Schmerzhafte Debatte steht bevor

 Wie lange dann aber die Subventionierung gegen Putin nötig ist, hängt am Ende davon ab, ob und wann die decarbonisierte Energieproduktion der Zukunft wirklich verlässlich billigen Strom garantieren kann. „Auch welches Energieszenario laufen wir denn zu?“ Diese Frage gelte es, zu beantworten, und zwar, so BDI-Präsident Siegfried Russwurm, von der ganzen Regierung. Zudem möge diese tunlichst darauf hinarbeiten, in der Frage der Energiepolitik einen überparteilichen Konsens zu erreichen, der über die aktuelle Legislaturperiode hinausreiche.

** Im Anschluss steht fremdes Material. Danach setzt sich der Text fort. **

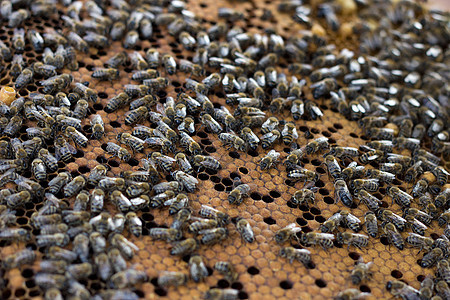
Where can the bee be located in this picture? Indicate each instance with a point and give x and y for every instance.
(57, 239)
(352, 239)
(226, 269)
(216, 294)
(63, 150)
(441, 175)
(169, 64)
(442, 198)
(213, 236)
(120, 200)
(197, 268)
(370, 201)
(165, 234)
(303, 197)
(331, 223)
(177, 203)
(76, 136)
(134, 224)
(245, 230)
(270, 160)
(39, 170)
(189, 67)
(419, 241)
(211, 213)
(127, 278)
(393, 235)
(416, 226)
(118, 151)
(50, 281)
(401, 198)
(269, 125)
(125, 247)
(167, 279)
(341, 193)
(231, 140)
(394, 168)
(360, 272)
(286, 233)
(80, 271)
(14, 234)
(75, 186)
(18, 259)
(443, 270)
(18, 199)
(318, 144)
(371, 156)
(24, 78)
(350, 220)
(269, 139)
(302, 174)
(85, 92)
(431, 258)
(53, 266)
(56, 184)
(333, 167)
(325, 240)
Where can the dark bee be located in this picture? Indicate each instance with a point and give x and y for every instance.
(197, 268)
(360, 272)
(270, 160)
(184, 247)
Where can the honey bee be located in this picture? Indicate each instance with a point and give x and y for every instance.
(85, 92)
(169, 64)
(442, 198)
(213, 236)
(118, 151)
(211, 213)
(441, 175)
(303, 174)
(341, 193)
(197, 268)
(125, 247)
(134, 224)
(75, 186)
(226, 269)
(231, 140)
(18, 259)
(401, 198)
(431, 258)
(24, 78)
(50, 281)
(360, 272)
(352, 239)
(177, 203)
(167, 279)
(393, 236)
(287, 233)
(333, 167)
(76, 136)
(443, 270)
(57, 239)
(394, 168)
(184, 247)
(370, 201)
(318, 144)
(14, 234)
(350, 220)
(270, 160)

Ein weiterer Elefant im Raum, der am Dienstag auf offener Bühne keine Erwähnung fand, aber außerhalb der Ampelkoalition immer wieder thematisiert wird, dürfte daher bei all dem beflissenen Einsatz Habecks für das finanzielle Wohlergehen der Industrie die Frage sein, ob der Ausstieg aus der Atomenergie nicht hätte vermieden werden müssen - oder gar noch revidiert werden muss. Denn auch in dieser Frage sind sich Ökonomen weitgehend einig: Die Angebotsverknappung durch die Abschaltung der Kernkraftwerke hat zu den hohen Strompreisen beigetragen. Ob der Traum von der billigen grünen Energie hingegen jemals Realität wird, ist weit weniger klar, und noch nicht einmal innerhalb der Regierung unumstritten. So scheint etwa Finanzminister Christian Lindner nicht von der Realisierbarkeit der Vorstellungen seines grünen Koalitionspartners überzeugt. Am Tag nach Habecks Auftritt sprach er sich öffentlich dafür aus, den für 2030 geplanten Ausstieg aus der Kohleverstromung zu verschieben.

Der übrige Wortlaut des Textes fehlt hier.